Ameli is a streamlined, Continental spelling of Amelia — or more precisely, a close cousin of the French Amélie — both of which descend from the Old Germanic Amalia, rooted in the element amal, associated with vigor, work, and the Amal dynasty that produced the Ostrogothic kings of late antiquity. The name carried aristocratic weight through medieval Europe: several German queens bore Amalia variants, and the House of Hanover enshrined it in British royal history through Princess Amelia (1783–1810), beloved youngest daughter of King George III.
The French form Amélie vaulted into global pop-cultural consciousness with Jean-Pierre Jeunet's 2001 film Le Fabuleux Destin d'Amélie Poulain, starring Audrey Tautou as a whimsical Parisian waitress with a gift for quietly improving the lives of strangers.

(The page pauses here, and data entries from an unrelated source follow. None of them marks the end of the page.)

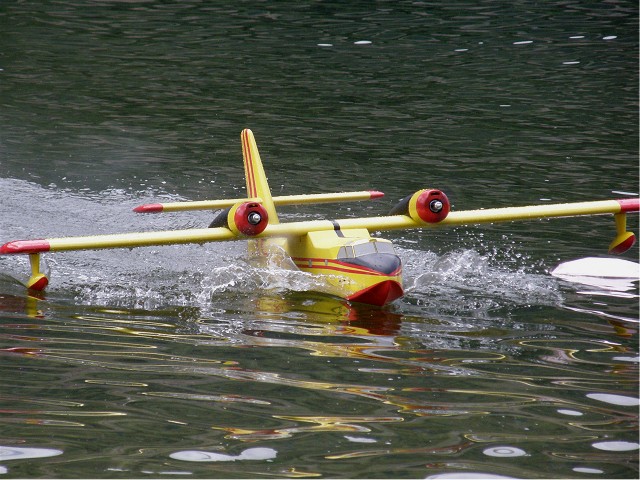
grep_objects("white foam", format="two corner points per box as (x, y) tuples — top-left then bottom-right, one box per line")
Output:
(573, 467), (604, 474)
(344, 436), (377, 443)
(557, 409), (583, 416)
(483, 446), (527, 457)
(170, 447), (277, 462)
(592, 441), (639, 452)
(0, 446), (63, 461)
(587, 393), (640, 407)
(426, 474), (519, 479)
(551, 258), (639, 289)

The film's worldwide success made Amélie synonymous with a certain dreamy, creative individualism, and the name climbed naming charts across Europe, the Americas, and Australia in the years that followed. Ameli — without the accent and final e — represents a further simplification that suits Scandinavian, Latinx, and multilingual households where diacritics create practical complications.
In Sweden and Germany it appears as a natural given-name form. Its three clean syllables, soft consonants, and bright final vowel make it one of those cross-cultural names that feels at home in almost any linguistic setting, carrying Amelia's long legacy in a lighter, more modern silhouette.